Selasa, 26 April 2011

KEBIJAKAN POLITIK INDONESIA BAIK PEMBANGUNAN NASIONAL MAUPUN PEMBANGUNAN SEKTORAL (DAERAH) DENGAN KEBIJAKAN HUTANG LUAR NEGERI INDONESIA

Kehidupan ekonomi Negara berkembang selalu terwarnai dengan sebuah permasalahan terhambatnya pembangunan yang ada lantaran kemampuan dari Negara tersebut untuk menghidupi proses pembangunan yang sedang dilakukan memiliki keterbatasan.
Keterbatasan tersebut seringkali membuat Negara perlu untuk memikirkan mekanisme penerimaan yang mampu mengatasi problem tersebut. Dengan sederhana kita bisa melihat bahwa sumber penerimaan Negara adalah melalui pajak terhadap masyarakatnya, namun bila hal ini belum dapat memenuhi tuntutan yang ada maka negara akan mengambil sebuah alternatif pembiayaan, yaitu pembiayaan melalui utang.
Utang tersebut dapat berasal dari Swasta, Negara Lain, Lembaga Donor, ataupun dari masyarakat. Konteks utang yang akan diterima pun dapat berupa hibah, pinjaman lunak, pinjaman program, maupun surat berharga.
Pada prinsipnya kemunculan utang sebagai sebuah pembiayaan bagi negara memang tidak dapat dipungkiri merupakan sebuah keniscayaan. Mengingat kita bisa melihat sebuah negara yang ingin berkembang menjadi lebih baik perlu pembiayaan yang tidak sedikit, apalagi proses pembangunan yang ada merupakan fondasi awal bagi pembangunan berkelanjutan untuk negara tersebut.
Untuk itu kita harus melihat utang bukan sebagai sebuah hal yang merugikan, tetapi ia memiliki potensi keuntungan yang besar, bila kita cermat dalam memilih utang yang kita inginkan, dan memperhatikan potensi pengembalian dari utang tersebut. Secara sederhana kita bisa melihat bahwa utang akan menjadi bermanfaat bila disertai dengan sebuah analisa mengenai kemungkinan pengembalian dari utang tersebut.
Terkait dengan hal tersebut, maka dapat dikatakan bahwa hubungan suatu negara dengan dengan pendonor utang, memiliki sebuah pertimbangan khusus dalam memilih pendonor utang tersebut. Artinya kita memandang bahwa hubungan yang baik melalui utang ini diharapkan dapat memberikan sebuah posisi yang baik bagi negara penerima utang di mata dunia Internasional, sehingga dapat kita istilahkan sebagai negara yang Good Boy
Tentu kita melihat bahwa utang memiliki potensi kegagalan dalam implementasinya dan juga dalam proses pembayaran kembali utang tersebut, untuk itu akan menjadi hal yang menarik untuk dipelajari lebih lanjut mengenai hubungan antara negara penerima dan pendonor.
Berangkat dari hal tersebut maka hubungan ini, akan menciptakan sebuah arus kepentingan yang bersifat jangka panjang, mengingat periode dan pembayaran dari utang tersebut yang memakan waktu lama.

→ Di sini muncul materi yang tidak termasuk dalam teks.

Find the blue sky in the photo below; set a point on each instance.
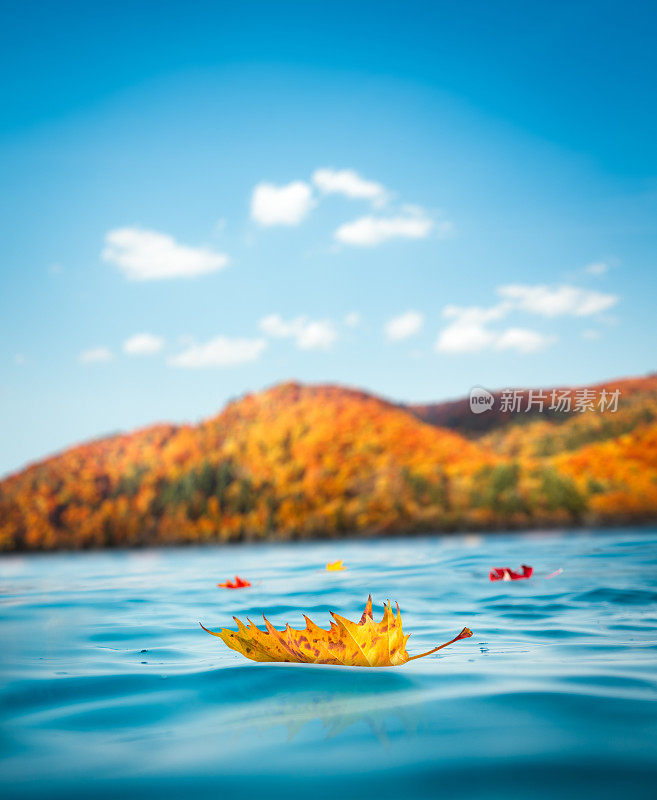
(203, 199)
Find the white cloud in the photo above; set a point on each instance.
(308, 334)
(95, 355)
(370, 231)
(596, 268)
(281, 205)
(348, 183)
(146, 255)
(219, 352)
(403, 326)
(557, 301)
(469, 332)
(523, 340)
(143, 344)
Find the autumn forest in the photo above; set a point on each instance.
(298, 461)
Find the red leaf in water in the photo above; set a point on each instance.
(238, 583)
(506, 574)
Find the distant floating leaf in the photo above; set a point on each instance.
(238, 583)
(363, 644)
(506, 574)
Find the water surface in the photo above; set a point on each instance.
(109, 687)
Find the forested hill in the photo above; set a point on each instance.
(299, 461)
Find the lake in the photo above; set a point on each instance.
(110, 687)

Maka dari itu proses pembinaan hubungan ini menjadi hal yang fluktuatif layaknya hubungan antara institusi, dimana kadang hubungan tersebut berlangsung dengan baik, ataupun memburuk, bahkan sampai dalam kategori pemutusan hubungan. Tentunya harus kita pahami bahwa sikap yang diambil terhadap hubungan tersebut memang memiliki nilai historis yang tidak dapat dipandang sebelah mata, hal ini disebabkan karena pertimbangan yang dimiliki oleh suatu negara untuk mengambil sikap dapat dipengaruhi oleh situasi politik dan ekonomi negara tersebut. Keinginan dari pemerintah yang berkuasa untuk memandang hubungan tersebut menjadi poin utama proses tersebut. Untuk itu mempelajari masalah utang dan kaitannya antara peran negara dengan pendonor harus dilihat dalam situasi yang bersifat historis dengan memperhatikan kondisi-kondisi ekonomi dan politik yang sedang dihadapi oleh sebuah negara.
Indonesia sebagai sebuah Negara berkembang dan pernah menjadi salah satu Negara yang diperhitungkan dalam percaturan ekonomi Asia Tenggara, bahkan dalam kurun waktu 1996-1997, atau periode menjelang krisis Indonesia mendapatkan gelar sebagai salah satu Macan Asia. Hal ini disebabkan karena pesatnya pertumbuhan ekonomi Indonesia.
Namun tidak banyak yang menyadari bahwa fundamental dari ekonomi Indonesia sesungguhnya sangatlah rapuh, hal ini kita bisa lihat pada saat Indonesia menghadapi krisis ekonomi. Indonesia menjadi Negara yang paling parah terkena dampak dari krisis dan hingga hari masih dalam proses perbaikan, jauh tertinggal dengan Negara Asia Tenggara yang lain seperti Thailand dan Malaysia yang telah melewati pasca krisis tersebut.
Pembangunan yang dilakukan meliputi, Pembangunan nasional, yang merupakan usaha untuk menigkatkan kualitas dan perikehidupan manusia dan masyarakat Indonesia yang dilakukan secara terus menerus, yang berlandaskan kemampuan nasionla dengan memanfaatkan kemajuan ilmu pengetahuan dan tekhnologi serta memperhatikan tantangan perkembangan global. Tak lupa juga pembangunan daerah yang berlandaskan nasional dan disesuakan dengan perkembangan keadaan daerah, nasional dan global serta Pembangunan sector yang meliputi usaha untuk menigkatkan kualitas pengaturan penguasaan sumberdaya dan pelayanan kepada masyarakat dan pemerintah dalam rangka pembangunan nasional, daerah, nasional, dan global sesuai dengan ruang lingkup dan tanggung jawab pembangunan sector serta sumberdaya yang ada.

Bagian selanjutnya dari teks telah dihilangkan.